Agenda Planner ISC 2017 - Presentation Details

JUNE 18–22, 2017
FRANKFURT AM MAIN, GERMANY

Presentation Details

Name:		Performance Portable Checkpoint/Restart with VeloC & UnifyCR

Time:		Wednesday, June 21, 2017 02:25 pm - 02:45 pm

Room:		Panorama 1 Messe Frankfurt

Speaker:		Kathryn Mohror, LLNL

Abstract:		High-end supercomputing systems generally achieve increased computing speeds by increasing the number of computing cores in the system. While FLOP goals can be reached with this strategy, the consequence of a larger number of system components is a higher failure rate. Today, systems experience failures on the order of hours or days; however, on future exascale systems, failures could occur more frequently.

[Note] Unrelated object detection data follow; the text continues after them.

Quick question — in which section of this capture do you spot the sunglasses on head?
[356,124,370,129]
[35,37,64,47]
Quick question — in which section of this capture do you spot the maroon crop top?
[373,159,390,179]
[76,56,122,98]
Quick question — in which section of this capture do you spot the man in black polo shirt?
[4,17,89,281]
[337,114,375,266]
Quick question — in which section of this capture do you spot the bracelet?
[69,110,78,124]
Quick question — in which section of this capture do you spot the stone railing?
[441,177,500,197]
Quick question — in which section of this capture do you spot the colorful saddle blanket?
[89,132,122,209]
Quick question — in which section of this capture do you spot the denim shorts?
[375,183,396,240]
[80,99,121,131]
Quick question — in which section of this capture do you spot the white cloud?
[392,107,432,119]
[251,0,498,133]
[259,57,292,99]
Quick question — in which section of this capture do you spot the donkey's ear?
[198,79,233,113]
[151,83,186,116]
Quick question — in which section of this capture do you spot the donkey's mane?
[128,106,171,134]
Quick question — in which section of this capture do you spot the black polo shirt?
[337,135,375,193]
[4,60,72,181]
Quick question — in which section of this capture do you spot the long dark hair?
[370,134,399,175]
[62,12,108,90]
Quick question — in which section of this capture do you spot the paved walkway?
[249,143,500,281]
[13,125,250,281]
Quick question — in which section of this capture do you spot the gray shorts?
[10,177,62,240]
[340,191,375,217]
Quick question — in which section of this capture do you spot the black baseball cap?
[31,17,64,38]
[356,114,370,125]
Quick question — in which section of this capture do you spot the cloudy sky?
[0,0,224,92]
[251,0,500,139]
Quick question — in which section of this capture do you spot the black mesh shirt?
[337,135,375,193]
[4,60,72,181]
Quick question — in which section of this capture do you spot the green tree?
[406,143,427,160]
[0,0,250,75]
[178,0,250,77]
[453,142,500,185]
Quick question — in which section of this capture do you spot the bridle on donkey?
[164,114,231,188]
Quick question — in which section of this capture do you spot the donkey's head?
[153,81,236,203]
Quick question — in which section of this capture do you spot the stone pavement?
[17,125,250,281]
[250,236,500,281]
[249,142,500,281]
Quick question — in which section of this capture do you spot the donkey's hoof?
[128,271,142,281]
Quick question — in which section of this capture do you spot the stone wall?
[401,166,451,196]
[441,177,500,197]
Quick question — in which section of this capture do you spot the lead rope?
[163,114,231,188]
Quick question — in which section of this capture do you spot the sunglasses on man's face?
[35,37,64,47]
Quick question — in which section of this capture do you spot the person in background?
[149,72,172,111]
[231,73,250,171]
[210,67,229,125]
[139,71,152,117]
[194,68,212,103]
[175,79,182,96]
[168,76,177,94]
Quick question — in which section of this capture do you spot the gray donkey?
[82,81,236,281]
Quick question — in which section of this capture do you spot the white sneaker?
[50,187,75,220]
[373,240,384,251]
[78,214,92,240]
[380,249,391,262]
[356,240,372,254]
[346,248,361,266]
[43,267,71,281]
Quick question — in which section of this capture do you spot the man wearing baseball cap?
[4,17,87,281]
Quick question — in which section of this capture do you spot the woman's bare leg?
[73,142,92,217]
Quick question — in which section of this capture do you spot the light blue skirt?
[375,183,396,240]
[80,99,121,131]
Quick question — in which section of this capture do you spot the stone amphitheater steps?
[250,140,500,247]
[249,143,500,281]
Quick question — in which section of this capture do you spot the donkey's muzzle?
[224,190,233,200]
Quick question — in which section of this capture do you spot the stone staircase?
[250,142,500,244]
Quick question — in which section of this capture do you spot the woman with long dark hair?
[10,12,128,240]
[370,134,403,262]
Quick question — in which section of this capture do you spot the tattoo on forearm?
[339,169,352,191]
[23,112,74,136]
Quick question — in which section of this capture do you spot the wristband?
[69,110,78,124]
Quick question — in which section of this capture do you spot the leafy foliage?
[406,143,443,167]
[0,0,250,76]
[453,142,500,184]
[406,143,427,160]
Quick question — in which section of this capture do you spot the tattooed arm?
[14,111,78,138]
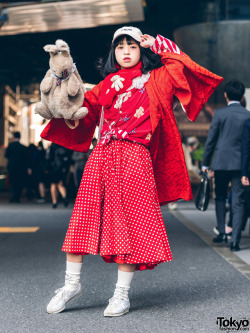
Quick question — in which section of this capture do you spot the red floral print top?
[101,74,152,146]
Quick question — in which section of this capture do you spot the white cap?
[112,27,142,43]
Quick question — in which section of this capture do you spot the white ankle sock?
[65,261,82,289]
[116,269,135,290]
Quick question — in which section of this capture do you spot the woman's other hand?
[140,34,155,48]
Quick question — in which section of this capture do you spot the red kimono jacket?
[41,39,223,205]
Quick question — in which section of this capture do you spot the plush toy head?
[44,39,73,77]
[35,39,88,126]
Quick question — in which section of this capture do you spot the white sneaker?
[47,282,82,313]
[104,287,130,317]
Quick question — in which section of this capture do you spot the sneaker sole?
[47,287,82,314]
[104,309,129,317]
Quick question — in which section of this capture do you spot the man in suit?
[241,119,250,219]
[241,119,250,186]
[202,80,250,251]
[5,132,27,202]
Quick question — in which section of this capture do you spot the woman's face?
[115,38,141,69]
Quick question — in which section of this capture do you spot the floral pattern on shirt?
[134,106,144,118]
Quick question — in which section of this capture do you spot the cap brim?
[112,32,141,43]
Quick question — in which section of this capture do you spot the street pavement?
[0,197,250,333]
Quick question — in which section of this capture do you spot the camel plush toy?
[35,39,88,126]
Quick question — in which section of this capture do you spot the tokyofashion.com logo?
[216,317,250,332]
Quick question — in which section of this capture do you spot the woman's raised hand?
[140,34,155,48]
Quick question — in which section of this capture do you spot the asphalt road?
[0,203,250,333]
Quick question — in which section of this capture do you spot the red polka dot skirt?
[62,140,172,270]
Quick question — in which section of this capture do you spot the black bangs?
[96,35,163,78]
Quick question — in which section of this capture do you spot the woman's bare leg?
[57,180,67,198]
[50,183,57,204]
[38,183,45,198]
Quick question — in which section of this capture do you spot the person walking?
[46,143,70,208]
[33,141,46,203]
[5,132,28,203]
[41,27,223,317]
[202,80,250,251]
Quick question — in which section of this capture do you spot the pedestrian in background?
[42,27,222,316]
[202,80,250,251]
[46,143,71,208]
[26,143,37,200]
[5,132,28,203]
[241,119,250,225]
[33,141,46,203]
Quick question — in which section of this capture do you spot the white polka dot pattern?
[62,140,172,270]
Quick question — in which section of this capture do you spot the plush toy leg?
[35,102,52,119]
[71,106,89,119]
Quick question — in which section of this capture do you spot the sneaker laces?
[109,287,128,305]
[53,286,67,300]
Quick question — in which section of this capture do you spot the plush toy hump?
[43,44,58,53]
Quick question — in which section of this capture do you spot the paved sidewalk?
[0,197,250,333]
[170,200,250,279]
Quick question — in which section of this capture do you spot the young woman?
[42,27,222,316]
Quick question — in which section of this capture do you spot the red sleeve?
[41,81,103,152]
[151,35,223,121]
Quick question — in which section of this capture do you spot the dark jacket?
[203,103,250,171]
[241,118,250,177]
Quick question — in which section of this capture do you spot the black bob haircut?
[224,80,245,101]
[97,35,163,78]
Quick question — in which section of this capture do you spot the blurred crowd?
[5,132,97,208]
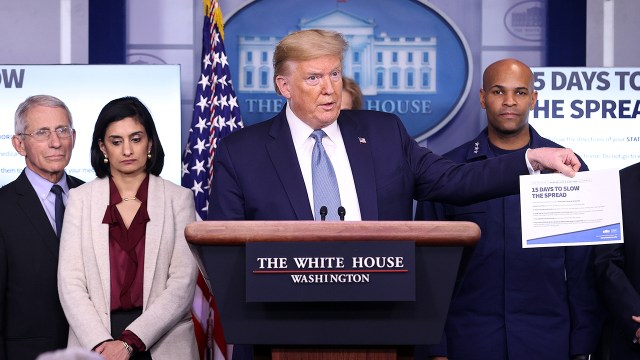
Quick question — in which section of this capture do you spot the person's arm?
[0,232,8,360]
[58,188,111,349]
[594,242,640,343]
[207,140,250,220]
[565,246,604,358]
[526,148,581,177]
[127,189,197,349]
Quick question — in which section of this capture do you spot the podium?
[185,221,480,360]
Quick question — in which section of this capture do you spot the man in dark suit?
[0,95,82,359]
[595,163,640,360]
[416,59,602,360]
[208,30,580,220]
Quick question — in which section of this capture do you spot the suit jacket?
[416,127,603,360]
[58,175,198,360]
[0,171,83,359]
[595,163,640,360]
[208,109,528,220]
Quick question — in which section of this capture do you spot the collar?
[109,174,149,205]
[24,167,69,199]
[286,102,341,145]
[466,125,542,161]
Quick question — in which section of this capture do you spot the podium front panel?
[197,245,462,345]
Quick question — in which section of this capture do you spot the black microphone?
[320,206,327,221]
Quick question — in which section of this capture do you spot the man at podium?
[208,30,580,221]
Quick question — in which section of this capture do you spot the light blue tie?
[311,130,341,220]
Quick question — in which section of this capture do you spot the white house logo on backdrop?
[504,0,546,41]
[225,0,471,140]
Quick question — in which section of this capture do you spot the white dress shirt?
[286,103,362,221]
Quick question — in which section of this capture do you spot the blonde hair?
[342,76,364,110]
[273,29,347,95]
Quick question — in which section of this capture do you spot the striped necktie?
[311,130,341,220]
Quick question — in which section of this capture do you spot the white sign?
[520,169,623,248]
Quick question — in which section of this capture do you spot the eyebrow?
[108,130,144,139]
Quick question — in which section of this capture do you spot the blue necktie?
[51,184,64,239]
[311,130,341,220]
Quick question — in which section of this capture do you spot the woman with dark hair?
[58,97,198,360]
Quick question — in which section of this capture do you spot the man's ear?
[480,89,487,109]
[11,135,27,156]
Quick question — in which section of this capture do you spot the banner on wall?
[529,67,640,170]
[0,65,181,186]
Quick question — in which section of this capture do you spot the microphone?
[320,205,327,221]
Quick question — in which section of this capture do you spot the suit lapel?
[90,177,111,310]
[266,110,313,220]
[338,112,378,220]
[142,175,162,309]
[16,170,60,257]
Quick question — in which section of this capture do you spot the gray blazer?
[58,175,198,360]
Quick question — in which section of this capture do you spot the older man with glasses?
[0,95,82,360]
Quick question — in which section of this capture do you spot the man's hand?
[527,148,580,177]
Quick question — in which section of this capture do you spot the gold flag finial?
[202,0,211,16]
[213,0,224,40]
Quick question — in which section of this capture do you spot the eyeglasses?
[18,126,73,141]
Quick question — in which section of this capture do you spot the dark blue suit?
[596,163,640,360]
[0,171,83,360]
[208,105,528,220]
[416,127,602,360]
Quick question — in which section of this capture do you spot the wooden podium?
[185,221,480,360]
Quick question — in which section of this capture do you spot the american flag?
[182,0,243,360]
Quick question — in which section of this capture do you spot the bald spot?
[482,59,533,91]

In this talk, I will give an overview of the work of two ECP projects that address problems associated with fault tolerance on large systems. The VeloC project will produce production-quality multilevel checkpointing software which can significantly reduce the overhead of checkpointing by utilizing fast storage devices (e.g., burst buffers). The UnifyCR project will develop a user-level distributed file system for burst buffers, specialized to provide high performance for checkpoint/restart workloads. Together, VeloC and UnifyCR will provide performance portability for applications to achieve low-overhead fault tolerance on emerging systems.